2 replies to this topic

[cathyolive]

Hello all,

I am working on non-viral vector DNA and trying to figure out why the transgene is silenced in our vectors. To that end, I'm trying to come up with a cell culture model.

I was wondering if anyone's had a stab at doing ChIP on non-integrated, episomal forms of plasmid DNA?

Do you start with the Hirt method to isolate your extrachromosomal DNA first and then proceed to ChIP as 'standard' (haven't picked a particular protocol yet)?

Would this pDNA be much more susceptible to sonication? (I've read the fab article on here by Dukey about sonication vs MNase digestion- too bad MNase digestion still requires sonication though).
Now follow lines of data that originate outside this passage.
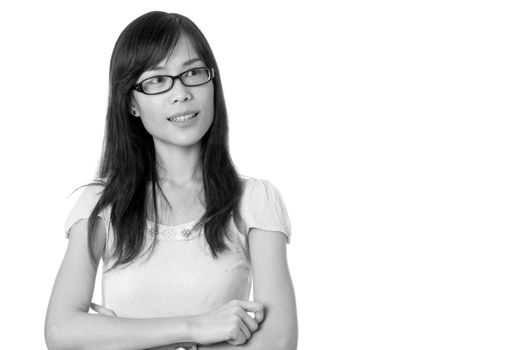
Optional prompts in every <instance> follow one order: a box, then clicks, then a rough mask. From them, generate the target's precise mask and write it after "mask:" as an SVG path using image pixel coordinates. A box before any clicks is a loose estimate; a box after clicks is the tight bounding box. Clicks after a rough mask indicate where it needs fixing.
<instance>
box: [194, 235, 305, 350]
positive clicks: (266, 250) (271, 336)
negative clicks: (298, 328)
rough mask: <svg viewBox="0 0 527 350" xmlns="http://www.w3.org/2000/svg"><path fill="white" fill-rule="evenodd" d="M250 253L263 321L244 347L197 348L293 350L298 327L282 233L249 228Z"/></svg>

Many thanks in advance for your help!

Edited by cathyolive, 08 December 2011 - 04:00 AM.

[chabraha]

Someone a few labs down the hall tried ChIP on a plasmid trying to confirm pol III binding to promoters and found it very tedious..........I think we both came to the conclusion that during transfection you end up with a ridiculous amount of DNA into the cell..........some of which is not functional................and creates very low % Inputs, making meaningful comparisons to cellular controls very difficult..........you could try and answer your sonication question by southern blotting for your plasmid to check for shearing efficiency. If your transgene is a transcriptional repressor you may be experiencing some sort of feedback...........but that's totally a shot in the dark.

[cathyolive]

Thanks for your reply, much appreciated!